As we forged ahead into our later years we come to realize there are things we always thought we would do someday that we just aren’t going to achieve in this lifetime. Things such as hikes in the Himalayas or trips to Egypt down the Nile, or even helicopter skiing in Alaska. Father Time has a way of closing the door for certain adventures tucked away in the deep corners of our minds.
I have a prime example. Many years ago, at age 19, I was parked in front of a ferryboat going from the State of Washington to Alaska. My buddy said, “We are not going on that ferry, perhaps another time!” and we headed to Montana. I was one ferry ride away from Alaska, but now I just don’t see me ever getting there.
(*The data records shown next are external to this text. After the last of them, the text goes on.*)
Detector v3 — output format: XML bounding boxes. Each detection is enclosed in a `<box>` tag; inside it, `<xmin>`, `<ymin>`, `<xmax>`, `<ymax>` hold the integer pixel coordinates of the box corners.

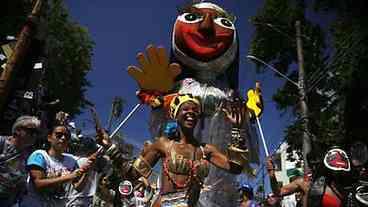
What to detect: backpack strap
<box><xmin>0</xmin><ymin>136</ymin><xmax>7</xmax><ymax>154</ymax></box>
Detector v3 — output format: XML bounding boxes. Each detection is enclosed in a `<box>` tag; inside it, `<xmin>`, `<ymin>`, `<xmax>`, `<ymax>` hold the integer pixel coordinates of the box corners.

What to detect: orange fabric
<box><xmin>322</xmin><ymin>193</ymin><xmax>342</xmax><ymax>207</ymax></box>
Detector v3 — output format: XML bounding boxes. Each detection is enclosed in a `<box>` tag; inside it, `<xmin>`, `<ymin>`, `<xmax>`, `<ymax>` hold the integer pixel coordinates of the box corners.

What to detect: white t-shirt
<box><xmin>21</xmin><ymin>150</ymin><xmax>78</xmax><ymax>207</ymax></box>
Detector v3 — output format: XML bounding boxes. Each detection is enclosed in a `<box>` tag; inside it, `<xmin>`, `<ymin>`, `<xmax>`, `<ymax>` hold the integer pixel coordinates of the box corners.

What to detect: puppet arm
<box><xmin>128</xmin><ymin>45</ymin><xmax>181</xmax><ymax>93</ymax></box>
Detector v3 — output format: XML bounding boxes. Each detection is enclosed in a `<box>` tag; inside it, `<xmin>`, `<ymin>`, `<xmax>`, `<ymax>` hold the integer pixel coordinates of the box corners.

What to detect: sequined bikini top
<box><xmin>163</xmin><ymin>141</ymin><xmax>209</xmax><ymax>188</ymax></box>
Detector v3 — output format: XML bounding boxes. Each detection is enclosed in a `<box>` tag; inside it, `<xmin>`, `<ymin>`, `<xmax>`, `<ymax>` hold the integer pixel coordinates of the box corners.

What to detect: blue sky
<box><xmin>65</xmin><ymin>0</ymin><xmax>292</xmax><ymax>192</ymax></box>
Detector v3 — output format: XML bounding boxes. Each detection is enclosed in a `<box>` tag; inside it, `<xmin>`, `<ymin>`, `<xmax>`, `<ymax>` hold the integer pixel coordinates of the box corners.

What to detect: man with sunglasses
<box><xmin>0</xmin><ymin>116</ymin><xmax>40</xmax><ymax>207</ymax></box>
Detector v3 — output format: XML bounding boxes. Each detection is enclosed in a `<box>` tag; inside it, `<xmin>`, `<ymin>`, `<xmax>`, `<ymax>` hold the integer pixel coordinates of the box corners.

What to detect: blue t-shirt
<box><xmin>23</xmin><ymin>150</ymin><xmax>78</xmax><ymax>207</ymax></box>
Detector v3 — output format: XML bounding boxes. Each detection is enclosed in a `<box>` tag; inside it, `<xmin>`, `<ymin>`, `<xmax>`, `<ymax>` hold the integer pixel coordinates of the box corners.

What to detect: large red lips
<box><xmin>175</xmin><ymin>22</ymin><xmax>234</xmax><ymax>61</ymax></box>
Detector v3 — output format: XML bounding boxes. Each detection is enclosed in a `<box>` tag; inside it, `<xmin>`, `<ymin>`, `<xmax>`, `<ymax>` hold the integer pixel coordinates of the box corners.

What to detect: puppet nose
<box><xmin>198</xmin><ymin>14</ymin><xmax>215</xmax><ymax>36</ymax></box>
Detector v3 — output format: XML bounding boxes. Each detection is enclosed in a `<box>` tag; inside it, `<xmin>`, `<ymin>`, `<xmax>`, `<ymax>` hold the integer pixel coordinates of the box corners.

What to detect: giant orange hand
<box><xmin>128</xmin><ymin>45</ymin><xmax>181</xmax><ymax>93</ymax></box>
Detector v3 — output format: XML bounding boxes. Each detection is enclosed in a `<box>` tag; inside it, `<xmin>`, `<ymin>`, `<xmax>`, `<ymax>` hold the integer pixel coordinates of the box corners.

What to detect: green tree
<box><xmin>250</xmin><ymin>0</ymin><xmax>367</xmax><ymax>154</ymax></box>
<box><xmin>46</xmin><ymin>0</ymin><xmax>94</xmax><ymax>115</ymax></box>
<box><xmin>0</xmin><ymin>0</ymin><xmax>94</xmax><ymax>116</ymax></box>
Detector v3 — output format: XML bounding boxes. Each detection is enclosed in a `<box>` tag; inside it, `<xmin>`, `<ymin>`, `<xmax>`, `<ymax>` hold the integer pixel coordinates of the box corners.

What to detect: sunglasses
<box><xmin>54</xmin><ymin>132</ymin><xmax>70</xmax><ymax>139</ymax></box>
<box><xmin>22</xmin><ymin>127</ymin><xmax>39</xmax><ymax>136</ymax></box>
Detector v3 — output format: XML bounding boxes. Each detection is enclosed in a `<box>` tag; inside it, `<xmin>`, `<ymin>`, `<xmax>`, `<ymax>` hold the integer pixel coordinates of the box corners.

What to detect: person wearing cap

23 years ago, in the mid 1990’s, I was having a ski lunch with, Jean Claude Charlet, who was then both a friend and President of the Compagnie des Guides de Chamonix, when I told him, “When I retire, I am coming back to Chamonix to climb Mt. Blanc.” Jean Claude looked at me sternly and with his best English said, “If you are to successfully climb Mt Blanc you must do it now, in the next year, or you will never do it.” He continued to say, “Every summer I watch men in their sixties come to climb Mt. Blanc, but must turn back due to their age.” I did come back that next summer and did summit the tallest mountain in the Alps at 15,781 ft. However if I tried to do it this summer at 65-years-old, I know I would not be able to. Last March when Cindi, my wife, and I visited Chamonix and she saw the route I took, she couldn’t believe I ever did it.
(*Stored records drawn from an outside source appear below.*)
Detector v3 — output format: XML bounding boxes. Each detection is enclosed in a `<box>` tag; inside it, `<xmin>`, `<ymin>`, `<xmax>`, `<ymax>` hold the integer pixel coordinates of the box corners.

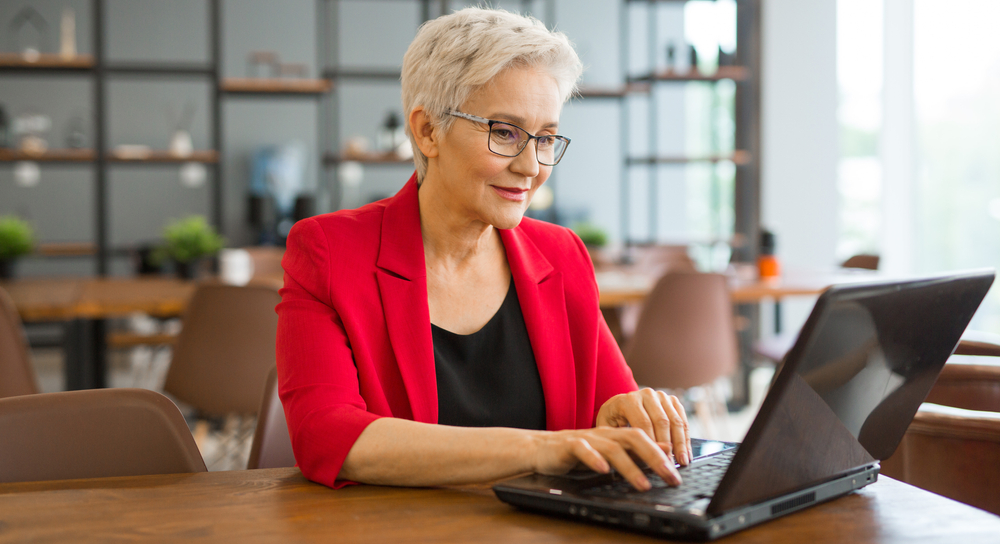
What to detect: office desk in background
<box><xmin>0</xmin><ymin>275</ymin><xmax>282</xmax><ymax>390</ymax></box>
<box><xmin>0</xmin><ymin>468</ymin><xmax>1000</xmax><ymax>544</ymax></box>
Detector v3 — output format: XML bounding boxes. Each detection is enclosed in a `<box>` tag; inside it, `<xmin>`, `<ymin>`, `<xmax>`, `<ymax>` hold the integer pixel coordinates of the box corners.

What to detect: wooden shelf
<box><xmin>628</xmin><ymin>150</ymin><xmax>751</xmax><ymax>166</ymax></box>
<box><xmin>107</xmin><ymin>149</ymin><xmax>219</xmax><ymax>163</ymax></box>
<box><xmin>579</xmin><ymin>83</ymin><xmax>649</xmax><ymax>98</ymax></box>
<box><xmin>0</xmin><ymin>149</ymin><xmax>94</xmax><ymax>162</ymax></box>
<box><xmin>323</xmin><ymin>68</ymin><xmax>402</xmax><ymax>81</ymax></box>
<box><xmin>323</xmin><ymin>153</ymin><xmax>413</xmax><ymax>166</ymax></box>
<box><xmin>0</xmin><ymin>53</ymin><xmax>94</xmax><ymax>70</ymax></box>
<box><xmin>630</xmin><ymin>66</ymin><xmax>750</xmax><ymax>83</ymax></box>
<box><xmin>219</xmin><ymin>77</ymin><xmax>333</xmax><ymax>94</ymax></box>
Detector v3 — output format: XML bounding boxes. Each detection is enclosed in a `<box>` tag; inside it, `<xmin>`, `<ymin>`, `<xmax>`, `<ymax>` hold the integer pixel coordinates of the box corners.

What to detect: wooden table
<box><xmin>0</xmin><ymin>468</ymin><xmax>1000</xmax><ymax>544</ymax></box>
<box><xmin>0</xmin><ymin>275</ymin><xmax>282</xmax><ymax>390</ymax></box>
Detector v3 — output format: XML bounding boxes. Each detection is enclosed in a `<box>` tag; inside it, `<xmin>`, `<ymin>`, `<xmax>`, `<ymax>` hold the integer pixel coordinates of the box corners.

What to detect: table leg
<box><xmin>63</xmin><ymin>319</ymin><xmax>107</xmax><ymax>391</ymax></box>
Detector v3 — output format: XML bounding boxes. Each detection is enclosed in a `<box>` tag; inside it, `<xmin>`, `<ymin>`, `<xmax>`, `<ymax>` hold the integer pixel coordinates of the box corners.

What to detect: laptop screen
<box><xmin>708</xmin><ymin>271</ymin><xmax>994</xmax><ymax>512</ymax></box>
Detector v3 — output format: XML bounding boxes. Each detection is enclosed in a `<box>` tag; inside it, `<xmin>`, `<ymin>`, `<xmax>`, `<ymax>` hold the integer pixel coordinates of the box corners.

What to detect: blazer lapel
<box><xmin>376</xmin><ymin>174</ymin><xmax>438</xmax><ymax>423</ymax></box>
<box><xmin>500</xmin><ymin>228</ymin><xmax>576</xmax><ymax>430</ymax></box>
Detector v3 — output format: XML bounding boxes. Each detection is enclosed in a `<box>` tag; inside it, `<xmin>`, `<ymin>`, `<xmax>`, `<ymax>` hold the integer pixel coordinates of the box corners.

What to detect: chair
<box><xmin>163</xmin><ymin>283</ymin><xmax>281</xmax><ymax>466</ymax></box>
<box><xmin>247</xmin><ymin>368</ymin><xmax>295</xmax><ymax>469</ymax></box>
<box><xmin>624</xmin><ymin>272</ymin><xmax>739</xmax><ymax>436</ymax></box>
<box><xmin>0</xmin><ymin>288</ymin><xmax>39</xmax><ymax>398</ymax></box>
<box><xmin>881</xmin><ymin>357</ymin><xmax>1000</xmax><ymax>514</ymax></box>
<box><xmin>0</xmin><ymin>389</ymin><xmax>205</xmax><ymax>483</ymax></box>
<box><xmin>840</xmin><ymin>254</ymin><xmax>880</xmax><ymax>270</ymax></box>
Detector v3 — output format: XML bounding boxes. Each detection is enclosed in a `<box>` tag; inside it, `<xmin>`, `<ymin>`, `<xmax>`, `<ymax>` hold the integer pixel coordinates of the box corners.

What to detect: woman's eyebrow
<box><xmin>487</xmin><ymin>113</ymin><xmax>559</xmax><ymax>129</ymax></box>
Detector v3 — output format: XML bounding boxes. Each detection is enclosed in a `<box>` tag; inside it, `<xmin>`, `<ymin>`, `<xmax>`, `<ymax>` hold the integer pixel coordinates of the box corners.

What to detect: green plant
<box><xmin>573</xmin><ymin>222</ymin><xmax>608</xmax><ymax>247</ymax></box>
<box><xmin>0</xmin><ymin>215</ymin><xmax>35</xmax><ymax>259</ymax></box>
<box><xmin>163</xmin><ymin>215</ymin><xmax>225</xmax><ymax>263</ymax></box>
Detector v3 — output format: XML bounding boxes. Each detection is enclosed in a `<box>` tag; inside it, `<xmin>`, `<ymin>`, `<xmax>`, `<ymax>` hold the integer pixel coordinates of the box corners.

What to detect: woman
<box><xmin>278</xmin><ymin>9</ymin><xmax>691</xmax><ymax>490</ymax></box>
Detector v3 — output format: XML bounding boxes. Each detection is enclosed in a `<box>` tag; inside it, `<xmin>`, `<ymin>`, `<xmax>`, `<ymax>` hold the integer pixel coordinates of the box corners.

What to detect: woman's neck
<box><xmin>417</xmin><ymin>174</ymin><xmax>502</xmax><ymax>270</ymax></box>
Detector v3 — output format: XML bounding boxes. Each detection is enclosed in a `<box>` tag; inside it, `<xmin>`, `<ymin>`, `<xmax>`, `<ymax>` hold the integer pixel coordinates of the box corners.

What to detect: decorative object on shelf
<box><xmin>14</xmin><ymin>112</ymin><xmax>52</xmax><ymax>155</ymax></box>
<box><xmin>375</xmin><ymin>111</ymin><xmax>407</xmax><ymax>153</ymax></box>
<box><xmin>0</xmin><ymin>215</ymin><xmax>35</xmax><ymax>279</ymax></box>
<box><xmin>719</xmin><ymin>45</ymin><xmax>736</xmax><ymax>68</ymax></box>
<box><xmin>179</xmin><ymin>162</ymin><xmax>208</xmax><ymax>189</ymax></box>
<box><xmin>7</xmin><ymin>6</ymin><xmax>49</xmax><ymax>62</ymax></box>
<box><xmin>66</xmin><ymin>115</ymin><xmax>87</xmax><ymax>149</ymax></box>
<box><xmin>112</xmin><ymin>144</ymin><xmax>153</xmax><ymax>161</ymax></box>
<box><xmin>528</xmin><ymin>185</ymin><xmax>556</xmax><ymax>212</ymax></box>
<box><xmin>167</xmin><ymin>102</ymin><xmax>195</xmax><ymax>157</ymax></box>
<box><xmin>0</xmin><ymin>104</ymin><xmax>14</xmax><ymax>149</ymax></box>
<box><xmin>337</xmin><ymin>161</ymin><xmax>365</xmax><ymax>188</ymax></box>
<box><xmin>250</xmin><ymin>141</ymin><xmax>313</xmax><ymax>244</ymax></box>
<box><xmin>219</xmin><ymin>248</ymin><xmax>254</xmax><ymax>285</ymax></box>
<box><xmin>247</xmin><ymin>51</ymin><xmax>278</xmax><ymax>78</ymax></box>
<box><xmin>757</xmin><ymin>229</ymin><xmax>781</xmax><ymax>279</ymax></box>
<box><xmin>573</xmin><ymin>221</ymin><xmax>609</xmax><ymax>266</ymax></box>
<box><xmin>14</xmin><ymin>161</ymin><xmax>42</xmax><ymax>188</ymax></box>
<box><xmin>59</xmin><ymin>7</ymin><xmax>76</xmax><ymax>60</ymax></box>
<box><xmin>163</xmin><ymin>215</ymin><xmax>225</xmax><ymax>279</ymax></box>
<box><xmin>278</xmin><ymin>63</ymin><xmax>309</xmax><ymax>78</ymax></box>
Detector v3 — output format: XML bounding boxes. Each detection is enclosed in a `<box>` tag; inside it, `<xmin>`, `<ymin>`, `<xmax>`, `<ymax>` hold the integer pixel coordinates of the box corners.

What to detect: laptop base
<box><xmin>493</xmin><ymin>464</ymin><xmax>879</xmax><ymax>541</ymax></box>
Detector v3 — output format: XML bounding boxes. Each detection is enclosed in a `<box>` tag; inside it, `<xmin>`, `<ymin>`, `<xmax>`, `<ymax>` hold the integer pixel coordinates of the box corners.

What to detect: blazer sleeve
<box><xmin>570</xmin><ymin>231</ymin><xmax>639</xmax><ymax>427</ymax></box>
<box><xmin>277</xmin><ymin>220</ymin><xmax>380</xmax><ymax>488</ymax></box>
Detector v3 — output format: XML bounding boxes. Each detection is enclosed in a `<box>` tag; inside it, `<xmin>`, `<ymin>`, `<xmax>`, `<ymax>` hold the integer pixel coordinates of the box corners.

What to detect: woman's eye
<box><xmin>493</xmin><ymin>127</ymin><xmax>517</xmax><ymax>141</ymax></box>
However while dining this week at Union Cantina in Southampton with my wife, the waitress said something that caught my attention. She, at 25-years-old, said about life in general, “There is always room for greatness!” I believe she is right.
Every year out on the East End of Long Island, I seem to witness someone doing something great. One year in Montauk a fireman went into a burning house and carried a sleeping friend of mine out to safety. Another time I saw the whole community have a fundraiser for a cancer victim who now 9 years later is a successful cancer survivor. Greatness does happen all around, sometimes without warning. Heroes do exist. I am sure we all have an example that comes to mind immediately. I think all us “sixty-something” folks still have some greatness to be achieved.
I am hoping to have a moment like that writing someday, not to make money, not to achieve fame, but just to know I got something really right. Years ago when I was in New Hampshire to visit Saint Anselm’s College, thinking I might apply there, I was driving my younger brother Jim and friend Tom Romero in Tom’s dad’s Chrysler New Yorker (with that 472 hp engine back in 1971). Then we became lost perhaps one mile from the School. We stopped to ask a farmer how to get to the school. He pointed to a Saint Anselm’s building up on a hill in the near distance and said, “You can’t get there from here!” Of course I was confused about that. But then he explained we had to go back to where we turned off and go the opposite way to get to get just right up there where the building was. The lesson is sometimes you must go back to get to where you came from to get to where you need to go. We must not be afraid or be too proud to go backwards to go forwards.
I learned a long time ago to admit to my wife when I am lost on a drive and let her turn on the GPS and get us there. One thing about the East End of Long Island it’s hard to get lost on Route 27 or Route 25, but sometimes it is tough to get back to either of them at night when it’s raining. I hope all those reading this column will understand that no matter what age, “There always is room for greatness.” And it would be great to go for it. You can get there from here.